Pension and saving culture on trial


It is said that Malawians lack a saving culture. Some save.

Economists argue that one can think of saving upon satisfying basic needs, especially food, shelter and clothing.

The economy is a major decider for citizens to save or not

The Pensions Act of 2011 mandates employers to put their employees on compulsory pension scheme with a registered pension administrator.

Since May 30 2011, most employers in the public and private sectors have put their employees on compulsory pension schemes. This has forced employees to save and many feel their money is being held for too long when they leave an employer.

Prior to 2011, employees leaving an employer were getting all their dues. This provided them business capital and some became employers and others built houses. Yet others used pension money while looking for other opportunities.

Not any longer.

The pertinent questions remain unanswered.  Has the Pension Act really instilled the saving culture in Malawians? Do you force citizens to save in an economy where most of them earn peanuts and live hand to mouth? Were citizens consulted adequately to understand how the Act will affect their lives? Were the age limits of early and late retirements put at 50 and 60 years old respectively realistic to the life expectancy of most Malawians? Was the Pension Act 2011 meant to save the interests of the few elite who are not subjected to it?
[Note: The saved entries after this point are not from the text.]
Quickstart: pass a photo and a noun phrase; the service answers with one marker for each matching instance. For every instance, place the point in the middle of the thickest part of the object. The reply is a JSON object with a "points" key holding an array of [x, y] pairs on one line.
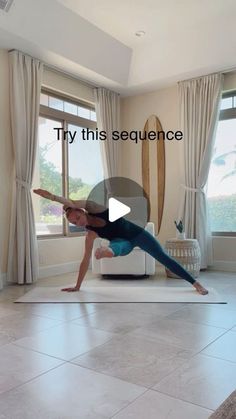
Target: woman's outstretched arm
{"points": [[82, 203]]}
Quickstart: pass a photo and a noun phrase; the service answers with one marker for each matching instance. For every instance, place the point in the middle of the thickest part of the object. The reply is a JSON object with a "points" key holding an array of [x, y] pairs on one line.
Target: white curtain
{"points": [[199, 111], [107, 105], [25, 86]]}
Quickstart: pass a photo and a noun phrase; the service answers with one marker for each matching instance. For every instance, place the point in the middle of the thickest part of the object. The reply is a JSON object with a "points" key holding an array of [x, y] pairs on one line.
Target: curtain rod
{"points": [[215, 72], [54, 68]]}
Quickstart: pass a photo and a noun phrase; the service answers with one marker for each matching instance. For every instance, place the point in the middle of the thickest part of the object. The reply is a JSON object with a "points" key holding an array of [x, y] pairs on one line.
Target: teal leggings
{"points": [[149, 244]]}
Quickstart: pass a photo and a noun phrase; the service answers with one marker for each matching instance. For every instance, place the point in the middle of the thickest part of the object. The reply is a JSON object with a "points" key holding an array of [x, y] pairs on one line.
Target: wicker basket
{"points": [[187, 253]]}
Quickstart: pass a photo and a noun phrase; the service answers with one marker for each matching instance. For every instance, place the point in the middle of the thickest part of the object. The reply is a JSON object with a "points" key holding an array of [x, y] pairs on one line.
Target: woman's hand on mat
{"points": [[44, 194], [71, 289]]}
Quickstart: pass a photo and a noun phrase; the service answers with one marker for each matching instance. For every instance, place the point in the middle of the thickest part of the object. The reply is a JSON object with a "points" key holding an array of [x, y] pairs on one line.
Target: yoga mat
{"points": [[116, 294]]}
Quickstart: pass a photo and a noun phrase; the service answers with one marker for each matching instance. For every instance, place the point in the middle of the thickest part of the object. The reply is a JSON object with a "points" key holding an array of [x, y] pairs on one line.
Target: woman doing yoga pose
{"points": [[122, 234]]}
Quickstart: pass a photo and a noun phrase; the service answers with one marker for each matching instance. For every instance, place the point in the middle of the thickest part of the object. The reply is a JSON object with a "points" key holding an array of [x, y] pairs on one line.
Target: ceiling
{"points": [[95, 40]]}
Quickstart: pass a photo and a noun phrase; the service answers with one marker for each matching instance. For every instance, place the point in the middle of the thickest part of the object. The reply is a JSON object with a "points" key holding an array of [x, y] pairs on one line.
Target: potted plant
{"points": [[180, 230]]}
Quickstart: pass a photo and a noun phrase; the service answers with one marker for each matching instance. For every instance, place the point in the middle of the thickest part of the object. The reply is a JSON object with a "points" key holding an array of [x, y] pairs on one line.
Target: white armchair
{"points": [[136, 263]]}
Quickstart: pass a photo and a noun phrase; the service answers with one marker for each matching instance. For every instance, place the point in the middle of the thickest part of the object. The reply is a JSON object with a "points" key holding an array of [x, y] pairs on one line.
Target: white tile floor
{"points": [[121, 361]]}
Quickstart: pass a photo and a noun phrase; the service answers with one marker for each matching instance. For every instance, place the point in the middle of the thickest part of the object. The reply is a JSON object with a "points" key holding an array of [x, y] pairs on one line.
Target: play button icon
{"points": [[117, 209], [121, 198]]}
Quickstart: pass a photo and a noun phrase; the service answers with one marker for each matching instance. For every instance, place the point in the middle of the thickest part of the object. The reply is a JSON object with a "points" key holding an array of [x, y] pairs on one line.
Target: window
{"points": [[221, 187], [64, 167]]}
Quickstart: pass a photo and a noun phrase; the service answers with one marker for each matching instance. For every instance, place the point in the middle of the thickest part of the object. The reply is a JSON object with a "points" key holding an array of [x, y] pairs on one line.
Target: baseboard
{"points": [[63, 268], [222, 265]]}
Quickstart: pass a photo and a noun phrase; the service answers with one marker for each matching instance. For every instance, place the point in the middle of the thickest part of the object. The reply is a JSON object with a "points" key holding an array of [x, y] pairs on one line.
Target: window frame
{"points": [[225, 114], [65, 119]]}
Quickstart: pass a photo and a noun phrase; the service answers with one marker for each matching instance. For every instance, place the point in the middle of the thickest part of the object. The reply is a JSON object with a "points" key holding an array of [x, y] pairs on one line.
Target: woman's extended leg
{"points": [[150, 245], [117, 247]]}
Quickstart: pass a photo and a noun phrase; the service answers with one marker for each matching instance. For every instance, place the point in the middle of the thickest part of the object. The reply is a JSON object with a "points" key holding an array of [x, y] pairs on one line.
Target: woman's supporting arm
{"points": [[85, 262], [90, 206]]}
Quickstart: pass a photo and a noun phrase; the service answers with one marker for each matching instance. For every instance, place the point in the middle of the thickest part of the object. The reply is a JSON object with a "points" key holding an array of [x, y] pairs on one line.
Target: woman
{"points": [[123, 235]]}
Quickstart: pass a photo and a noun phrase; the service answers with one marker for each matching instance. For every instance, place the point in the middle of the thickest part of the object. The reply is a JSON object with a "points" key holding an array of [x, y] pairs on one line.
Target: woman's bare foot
{"points": [[200, 288], [103, 252]]}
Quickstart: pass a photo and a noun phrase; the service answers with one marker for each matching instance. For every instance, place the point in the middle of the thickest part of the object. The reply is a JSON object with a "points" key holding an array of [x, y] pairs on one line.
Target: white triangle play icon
{"points": [[117, 209]]}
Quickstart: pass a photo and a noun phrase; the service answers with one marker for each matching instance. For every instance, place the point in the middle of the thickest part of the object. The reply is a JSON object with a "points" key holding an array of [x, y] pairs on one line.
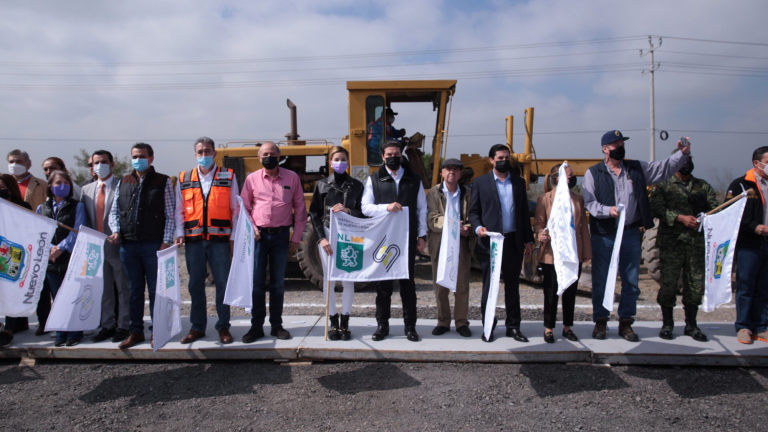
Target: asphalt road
{"points": [[352, 396]]}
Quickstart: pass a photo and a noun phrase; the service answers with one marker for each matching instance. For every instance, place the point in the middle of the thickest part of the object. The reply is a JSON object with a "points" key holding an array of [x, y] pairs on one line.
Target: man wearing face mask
{"points": [[98, 197], [32, 188], [607, 185], [677, 203], [142, 222], [274, 199], [206, 212], [391, 189], [499, 204], [752, 252]]}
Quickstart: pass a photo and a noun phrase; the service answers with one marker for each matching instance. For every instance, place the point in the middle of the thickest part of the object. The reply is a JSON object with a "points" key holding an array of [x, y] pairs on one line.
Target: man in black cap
{"points": [[440, 199], [606, 186]]}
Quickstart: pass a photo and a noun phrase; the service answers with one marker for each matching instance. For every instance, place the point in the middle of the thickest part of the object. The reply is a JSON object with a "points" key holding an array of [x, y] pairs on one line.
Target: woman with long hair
{"points": [[339, 192], [65, 209], [546, 260]]}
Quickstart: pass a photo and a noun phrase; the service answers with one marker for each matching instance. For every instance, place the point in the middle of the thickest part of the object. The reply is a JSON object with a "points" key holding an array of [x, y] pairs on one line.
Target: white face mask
{"points": [[17, 169], [102, 170]]}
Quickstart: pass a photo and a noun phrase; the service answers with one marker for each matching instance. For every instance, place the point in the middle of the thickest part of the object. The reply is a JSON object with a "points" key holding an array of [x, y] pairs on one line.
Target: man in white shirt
{"points": [[97, 198], [389, 190]]}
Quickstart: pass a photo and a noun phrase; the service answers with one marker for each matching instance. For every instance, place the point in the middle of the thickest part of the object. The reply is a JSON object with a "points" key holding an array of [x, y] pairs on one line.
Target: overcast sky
{"points": [[48, 48]]}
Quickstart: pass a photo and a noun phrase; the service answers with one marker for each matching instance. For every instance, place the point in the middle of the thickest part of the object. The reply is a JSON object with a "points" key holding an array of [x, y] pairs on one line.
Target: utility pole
{"points": [[653, 68]]}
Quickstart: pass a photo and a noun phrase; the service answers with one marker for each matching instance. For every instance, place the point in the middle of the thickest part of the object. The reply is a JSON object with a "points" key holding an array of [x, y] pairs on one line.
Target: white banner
{"points": [[369, 249], [610, 280], [563, 234], [450, 245], [720, 232], [166, 321], [497, 251], [77, 305], [25, 243], [240, 282]]}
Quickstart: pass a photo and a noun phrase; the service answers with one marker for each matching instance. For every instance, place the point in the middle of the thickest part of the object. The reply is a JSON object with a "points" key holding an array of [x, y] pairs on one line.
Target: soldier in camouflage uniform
{"points": [[677, 202]]}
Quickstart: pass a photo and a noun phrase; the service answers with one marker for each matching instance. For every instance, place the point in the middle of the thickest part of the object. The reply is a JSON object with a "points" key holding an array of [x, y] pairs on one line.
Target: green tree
{"points": [[81, 173]]}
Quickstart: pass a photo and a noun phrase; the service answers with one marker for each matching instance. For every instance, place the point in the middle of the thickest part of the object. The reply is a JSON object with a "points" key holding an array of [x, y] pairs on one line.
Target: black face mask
{"points": [[617, 154], [502, 166], [394, 162], [269, 162], [687, 168]]}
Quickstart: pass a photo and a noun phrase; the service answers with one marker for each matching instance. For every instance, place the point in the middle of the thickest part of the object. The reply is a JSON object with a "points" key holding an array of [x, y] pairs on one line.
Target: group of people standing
{"points": [[144, 212]]}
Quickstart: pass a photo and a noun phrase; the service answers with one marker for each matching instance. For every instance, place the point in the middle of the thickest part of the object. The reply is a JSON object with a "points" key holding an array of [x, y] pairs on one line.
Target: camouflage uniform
{"points": [[681, 248]]}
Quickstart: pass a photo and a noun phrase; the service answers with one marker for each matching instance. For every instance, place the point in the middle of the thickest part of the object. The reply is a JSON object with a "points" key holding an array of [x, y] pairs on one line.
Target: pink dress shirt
{"points": [[272, 201]]}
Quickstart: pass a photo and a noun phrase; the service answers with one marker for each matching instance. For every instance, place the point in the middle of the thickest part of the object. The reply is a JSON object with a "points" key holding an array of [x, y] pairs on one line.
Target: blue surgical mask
{"points": [[205, 161], [140, 165]]}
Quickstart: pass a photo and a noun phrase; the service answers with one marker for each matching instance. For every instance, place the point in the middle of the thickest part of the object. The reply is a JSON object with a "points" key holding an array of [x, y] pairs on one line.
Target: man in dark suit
{"points": [[97, 198], [499, 204]]}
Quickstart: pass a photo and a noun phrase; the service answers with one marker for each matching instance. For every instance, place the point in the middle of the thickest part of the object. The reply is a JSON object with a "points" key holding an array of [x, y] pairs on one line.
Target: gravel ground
{"points": [[385, 396]]}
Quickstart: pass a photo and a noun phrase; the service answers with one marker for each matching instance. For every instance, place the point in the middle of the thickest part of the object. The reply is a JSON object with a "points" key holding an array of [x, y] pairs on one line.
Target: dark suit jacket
{"points": [[485, 211]]}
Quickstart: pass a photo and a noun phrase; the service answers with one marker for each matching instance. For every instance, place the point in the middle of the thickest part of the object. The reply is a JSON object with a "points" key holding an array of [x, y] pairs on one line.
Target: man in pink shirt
{"points": [[274, 199]]}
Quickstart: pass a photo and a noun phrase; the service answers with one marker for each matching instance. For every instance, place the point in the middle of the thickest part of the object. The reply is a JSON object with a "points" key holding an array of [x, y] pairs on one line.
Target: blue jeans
{"points": [[752, 289], [55, 280], [217, 255], [271, 249], [140, 261], [629, 270]]}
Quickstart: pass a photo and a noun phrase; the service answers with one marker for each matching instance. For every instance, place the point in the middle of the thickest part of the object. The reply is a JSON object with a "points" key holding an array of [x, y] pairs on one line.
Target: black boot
{"points": [[345, 333], [691, 329], [333, 332], [668, 323]]}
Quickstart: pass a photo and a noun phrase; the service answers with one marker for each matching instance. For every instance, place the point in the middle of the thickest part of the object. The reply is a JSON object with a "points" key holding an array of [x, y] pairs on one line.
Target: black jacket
{"points": [[753, 211], [328, 192], [485, 211]]}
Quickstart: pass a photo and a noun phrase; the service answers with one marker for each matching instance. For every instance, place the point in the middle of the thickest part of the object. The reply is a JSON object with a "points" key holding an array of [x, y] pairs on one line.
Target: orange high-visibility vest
{"points": [[207, 218]]}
Any law needs to be scrutinised properly to serve the interest of the people it intends to serve.

The majority of the population in most developing countries, including Malawi, are the youth aged 18-39 years.

It is this age that is active when it comes to investments, innovations and self-employment. It is, therefore, frustrating that although the life expectancy for Malawi fluctuates between 39-50 years, the retirement age is put at 60 years.
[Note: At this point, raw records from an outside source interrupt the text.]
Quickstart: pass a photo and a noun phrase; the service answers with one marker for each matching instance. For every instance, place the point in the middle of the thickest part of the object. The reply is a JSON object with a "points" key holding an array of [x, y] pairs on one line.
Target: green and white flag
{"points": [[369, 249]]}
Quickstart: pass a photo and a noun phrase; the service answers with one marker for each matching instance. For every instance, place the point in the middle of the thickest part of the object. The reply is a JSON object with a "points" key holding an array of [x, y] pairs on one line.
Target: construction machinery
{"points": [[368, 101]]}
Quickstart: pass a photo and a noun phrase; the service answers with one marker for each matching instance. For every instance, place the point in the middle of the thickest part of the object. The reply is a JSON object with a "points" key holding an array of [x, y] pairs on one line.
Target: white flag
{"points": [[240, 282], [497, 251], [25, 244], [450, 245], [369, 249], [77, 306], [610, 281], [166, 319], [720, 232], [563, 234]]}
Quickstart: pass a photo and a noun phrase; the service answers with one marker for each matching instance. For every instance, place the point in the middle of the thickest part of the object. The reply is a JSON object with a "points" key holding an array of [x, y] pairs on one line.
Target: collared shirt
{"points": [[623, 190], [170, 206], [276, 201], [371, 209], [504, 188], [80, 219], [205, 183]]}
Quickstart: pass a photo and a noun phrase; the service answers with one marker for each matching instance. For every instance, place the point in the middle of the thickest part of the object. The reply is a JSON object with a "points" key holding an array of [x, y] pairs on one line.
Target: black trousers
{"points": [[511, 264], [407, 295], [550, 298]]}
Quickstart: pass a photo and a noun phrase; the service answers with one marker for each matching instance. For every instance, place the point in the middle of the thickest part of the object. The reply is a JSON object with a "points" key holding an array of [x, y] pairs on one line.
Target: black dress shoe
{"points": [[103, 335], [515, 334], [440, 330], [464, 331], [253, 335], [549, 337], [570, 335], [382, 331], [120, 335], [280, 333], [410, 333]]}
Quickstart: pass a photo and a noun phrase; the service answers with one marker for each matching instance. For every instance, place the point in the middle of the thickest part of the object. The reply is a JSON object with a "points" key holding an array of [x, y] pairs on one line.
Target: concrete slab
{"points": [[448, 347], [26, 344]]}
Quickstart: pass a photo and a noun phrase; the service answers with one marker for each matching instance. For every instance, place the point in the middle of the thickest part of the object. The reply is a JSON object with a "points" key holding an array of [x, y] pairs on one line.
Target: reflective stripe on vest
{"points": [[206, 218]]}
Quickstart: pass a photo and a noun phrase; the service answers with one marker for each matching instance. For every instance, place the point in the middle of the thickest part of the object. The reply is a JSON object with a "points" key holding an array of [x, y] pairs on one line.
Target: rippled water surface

Most of the youth today shall either be too old to invest or dead before the money is counted into their hands.

The conditions of employees to access their money prior to 60 years of age are punitive.

They do not offer employees substantial amounts of their savings. The 20 years of service condition only gives the employee 40 percent of the savings, so is the early retirement condition at 50 years.
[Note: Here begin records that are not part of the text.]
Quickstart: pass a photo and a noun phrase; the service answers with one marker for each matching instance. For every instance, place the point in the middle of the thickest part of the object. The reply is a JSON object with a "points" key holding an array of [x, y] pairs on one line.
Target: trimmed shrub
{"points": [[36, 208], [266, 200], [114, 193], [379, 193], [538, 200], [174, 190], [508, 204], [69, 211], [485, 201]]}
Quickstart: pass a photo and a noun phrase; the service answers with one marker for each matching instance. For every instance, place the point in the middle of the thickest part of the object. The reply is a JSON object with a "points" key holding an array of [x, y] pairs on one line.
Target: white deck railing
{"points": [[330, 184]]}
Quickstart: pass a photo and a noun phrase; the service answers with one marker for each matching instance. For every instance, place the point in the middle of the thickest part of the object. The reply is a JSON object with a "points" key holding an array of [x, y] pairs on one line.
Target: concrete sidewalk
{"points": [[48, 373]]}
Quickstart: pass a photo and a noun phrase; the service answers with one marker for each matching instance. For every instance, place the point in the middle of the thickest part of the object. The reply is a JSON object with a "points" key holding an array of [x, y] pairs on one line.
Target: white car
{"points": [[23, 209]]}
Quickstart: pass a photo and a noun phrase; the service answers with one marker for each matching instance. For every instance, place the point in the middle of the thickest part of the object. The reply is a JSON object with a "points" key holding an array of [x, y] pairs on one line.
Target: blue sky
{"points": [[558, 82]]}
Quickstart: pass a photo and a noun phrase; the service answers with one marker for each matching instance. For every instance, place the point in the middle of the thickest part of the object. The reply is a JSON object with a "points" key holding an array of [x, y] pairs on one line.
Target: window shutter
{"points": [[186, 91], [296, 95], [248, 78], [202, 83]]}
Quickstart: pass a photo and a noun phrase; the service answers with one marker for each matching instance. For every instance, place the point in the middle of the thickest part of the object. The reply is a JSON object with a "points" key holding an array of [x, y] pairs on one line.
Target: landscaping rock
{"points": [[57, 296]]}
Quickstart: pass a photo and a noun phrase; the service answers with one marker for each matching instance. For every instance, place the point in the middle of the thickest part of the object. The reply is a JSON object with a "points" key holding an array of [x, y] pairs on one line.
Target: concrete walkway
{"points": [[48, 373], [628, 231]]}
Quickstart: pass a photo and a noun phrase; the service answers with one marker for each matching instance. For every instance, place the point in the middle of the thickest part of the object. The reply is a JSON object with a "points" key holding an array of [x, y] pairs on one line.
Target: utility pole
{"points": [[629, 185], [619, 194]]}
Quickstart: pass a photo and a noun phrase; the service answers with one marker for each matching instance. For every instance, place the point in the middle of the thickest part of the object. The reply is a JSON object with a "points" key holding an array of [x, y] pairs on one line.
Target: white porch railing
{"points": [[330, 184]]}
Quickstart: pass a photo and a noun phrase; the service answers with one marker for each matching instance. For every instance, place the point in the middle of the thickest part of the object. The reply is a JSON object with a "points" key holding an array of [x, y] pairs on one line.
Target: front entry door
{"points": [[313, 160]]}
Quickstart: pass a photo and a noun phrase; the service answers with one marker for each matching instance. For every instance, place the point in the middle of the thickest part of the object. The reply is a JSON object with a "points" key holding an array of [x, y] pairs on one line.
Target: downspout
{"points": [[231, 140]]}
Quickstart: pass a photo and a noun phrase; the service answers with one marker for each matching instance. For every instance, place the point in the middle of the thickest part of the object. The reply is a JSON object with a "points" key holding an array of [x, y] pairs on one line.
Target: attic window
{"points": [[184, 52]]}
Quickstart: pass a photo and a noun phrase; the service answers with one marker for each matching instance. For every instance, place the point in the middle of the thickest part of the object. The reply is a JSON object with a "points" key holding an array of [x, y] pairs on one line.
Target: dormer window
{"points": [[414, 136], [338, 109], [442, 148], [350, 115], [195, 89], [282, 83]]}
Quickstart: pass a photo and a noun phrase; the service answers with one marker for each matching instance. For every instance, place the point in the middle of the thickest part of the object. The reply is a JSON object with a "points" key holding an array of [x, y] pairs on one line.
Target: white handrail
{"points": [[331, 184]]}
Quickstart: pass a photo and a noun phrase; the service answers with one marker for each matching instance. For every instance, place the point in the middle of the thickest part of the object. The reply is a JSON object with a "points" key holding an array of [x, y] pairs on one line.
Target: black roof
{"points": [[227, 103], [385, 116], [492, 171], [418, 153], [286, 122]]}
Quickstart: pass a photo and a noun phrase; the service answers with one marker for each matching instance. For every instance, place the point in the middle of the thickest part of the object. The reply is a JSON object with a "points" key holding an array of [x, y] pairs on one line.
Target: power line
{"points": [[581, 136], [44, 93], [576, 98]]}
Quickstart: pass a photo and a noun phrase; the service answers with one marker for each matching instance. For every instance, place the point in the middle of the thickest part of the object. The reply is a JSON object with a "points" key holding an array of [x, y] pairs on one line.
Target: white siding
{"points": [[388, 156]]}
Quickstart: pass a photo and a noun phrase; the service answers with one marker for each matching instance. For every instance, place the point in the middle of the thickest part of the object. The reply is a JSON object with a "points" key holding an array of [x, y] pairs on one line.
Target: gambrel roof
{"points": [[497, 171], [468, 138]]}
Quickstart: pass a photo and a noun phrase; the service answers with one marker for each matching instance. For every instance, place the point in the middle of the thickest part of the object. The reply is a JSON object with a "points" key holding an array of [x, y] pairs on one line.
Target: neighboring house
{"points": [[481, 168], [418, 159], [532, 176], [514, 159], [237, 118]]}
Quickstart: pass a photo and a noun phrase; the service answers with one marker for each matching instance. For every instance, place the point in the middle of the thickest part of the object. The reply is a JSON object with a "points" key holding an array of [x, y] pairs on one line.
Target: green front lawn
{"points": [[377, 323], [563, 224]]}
The 60 years of age condition allows the employee to get 40 percent lump sum and 60 percent as annuities for life.

The other condition is no better. Employees get five percent of their contribution upon staying jobless for six months.

Lastly, pensioners get the savings when incapacitated.

The conditions are not favourable for investment since the money is held by the pension administrator till the pensioner is too old or ill to access it and use it profitably.

People can invest at different ages, but it is viable to invest when one is full of ideas and energy.

Paying huge sums of money in pension benefits when someone is too old is not doing justice to the pensioner.

The Act needs to be revised before it creates the vicious cycle of unemployment.

Unsurprisingly, government has only heeded to review the Pension Act this year because of the punitive clauses which civil servants have always resisted  since its inception six years ago.

Among civil servants, the Pension Act is selectively applying to those aged 35 years and below, while the older civil servants continue with the old procedures of calculating pension benefits.

Forcing citizens to save when economic hardship, low life expectancy and poor environment for investment are not resolved is a mockery to the citizenry who will toil to save and never come to enjoy the fruits.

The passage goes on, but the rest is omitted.